Pela outra via, as importações dos EUA cresceram 1,1% em agosto, alcançando US$ 4,014 bilhões, frente aos US$ 3,970 bilhões no mesmo período do ano passado. Assim, a balança comercial com os EUA apresentou um déficit de US$ 824 milhões em agosto.

No entanto, no total acumulado de janeiro a agosto de 2026, comparado ao mesmo intervalo de 2025, as exportações para os EUA decaíram 9,7%, totalizando US$ 24,105 bilhões. Já as importações recuaram 8,6%, atingindo US$ 27,316 bilhões. Portanto, a balança comercial no período registrou um déficit de US$ 3,211 bilhões.

Elevação de preços

Sobre a alta das exportações no mês passado, o diretor do Departamento de Estatísticas e Estudos de Comércio Exterior, Herlon Brandão, explicou que ela deve-se em grande parte à elevação de preços dos produtos mais exportados para os EUA.

"Esse aumento das exportações brasileiras no mês está calcado pelo crescimento de preços da exportação para os Estados Unidos, de 8,6%", destacou o diretor em uma coletiva de imprensa sobre os dados da balança comercial de agosto.

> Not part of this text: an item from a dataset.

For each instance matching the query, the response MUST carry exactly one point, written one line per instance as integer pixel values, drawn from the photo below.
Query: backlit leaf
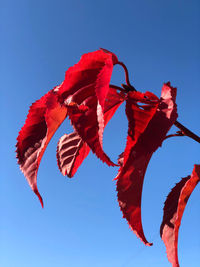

Os produtos que mais aumentaram em valor absoluto foram: aeronaves, carne bovina, produtos inacabados de ferro ou aço, cal, cimento e materiais de construção, tubos de ferro ou aço, celulose e café. Brandão lembrou que tanto as aeronaves quanto a carne bovina foram isentas das novas tarifas aplicadas pelos EUA ao Brasil.

"Considerando as múltiplas interferências no comércio com os Estados Unidos, temos observado uma grande oscilação nesse fluxo. Portanto, oscilações são esperadas, não só devido aos produtos diretamente afetados, mas também pelas incertezas que essas interferências criam nos agentes da economia", avaliou.

Ele também comentou que cerca de 20% do comércio brasileiro com os EUA foi impactado pelas tarifas.

Brandão apontou que é plausível que as novas tarifas tenham influenciado as vendas de agosto, já que começaram a vigorar no final de julho. "Esse mês foi comparado a um cenário similar ao de agosto do ano passado, onde a primeira tarifa foi introduzida pelo Brasil nesse mesmo período", disse.

Tempo

Brandão mencionou que ainda não é possível afirmar se as empresas brasileiras estão redirecionando produtos para outros mercados devido às novas tarifas. "Diversos fatores impactam o comércio internacional. Além das tarifas, fatores como conflitos no Oriente Médio estão fazendo os preços dos combustíveis e fertilizantes aumentarem, o que influencia os preços de bens agrícolas", sustentou. "Há muitos fatores em jogo, tornando difícil isolar um impacto em um curto período de tempo."

Ele concluiu: "Ainda precisamos de mais tempo para avaliar com segurança o efeito do redirecionamento de produtos".

Por outro lado, ele considerou esse comportamento esperado. "Não é que não tenha ocorrido, mas é desafiador discernir nos dados e fazer essa avaliação tão rapidamente", explicou.